Squeezing the Middle
May 5, 2008The study, by the consulting group McKinsey, found that in 12 years, 10 million fewer people could belong to the middle class than did at the beginning of the 1990s if economic growth levels do not surpass the forecast 1.7 percent, according to the German newspaper Welt am Sonntag, which had seen the report.
"The economic growth that we have experienced over the past 15 years has not been enough to reach the citizens," Frank Mattern, head of McKinsey's Germany operations, told the newspaper. "For people in the middle-income range, small growth rates are equivalent to losses."
For the report, called "Germany 2020," people are considered middle class if they earn between 70 and 150 percent of the average yearly wage in Germany, which according to McKinsey in 2006 was around 25,000 euros ($38,515).
The researchers painted two scenarios for Germany. In the first, economic growth would proceed as predicted and almost 30 percent of Germans would fall out of the middle class.
A second, more positive scenario has the German economy growing at a more dynamic rate, around three percent annually. According to that forecast, average per capita income could rise some 40 from 2006 to around 36,000 euros. McKinsey based its calculations, according to the article, on research into eleven industrial sectors which make up more than 50 percent of the German economy.
The last time Germany experienced growth rates of three percent was in the middle of the 1980s, but McKinsey researchers have said reaching those levels again is not unrealistic.
"We are proceeding on the assumption that we can reach a growth rate of three percent and well before 2020," Mattern said. "The world economy is growing at four percent."
The ends are growing
The numbers correspond to a report put out the DIW economics institute at the beginning of March that found the group of middle-income earners was shrinking while substantial growth was occurring at the two ends of the income spectrum: the rich and the poor.

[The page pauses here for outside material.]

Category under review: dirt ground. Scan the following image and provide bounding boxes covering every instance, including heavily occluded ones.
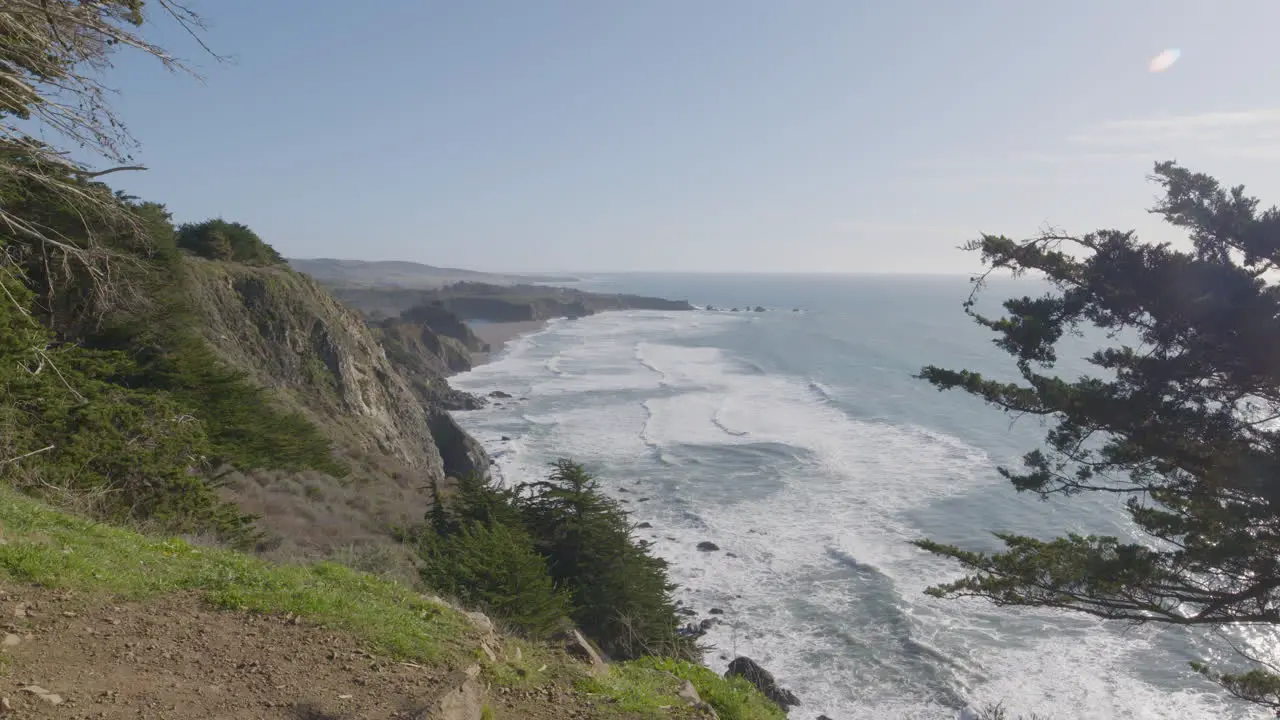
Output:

While the number of middle-income earners remained stable from 1992 to 2000 at 62 percent of the population, it had fallen to 54 percent by 2006, researchers found. That corresponds to a decrease from 49 to 44 million people in the middle-income range.
In the period from 1996 to 2006, the number of wealthy people earning more than 200 percent of the average income level went from 6.4 to 9.2 percent and the number of poor earning less than 50 percent of the average increased from 7.3 to 11.4 percent.
Old-age poverty
According to a survey by the Emnid research institute published in the Bild am Sonntag newspaper, almost three-quarters of Germans think that in a few years, poverty among the elderly will be the biggest problem the country faces.
The poll found that 73 percent thought the days of expecting a comfortable retirement with a state-provided pension were soon to be a thing of the past. The concern is especially acute among women and those between 50 and 64 years of age, the paper said.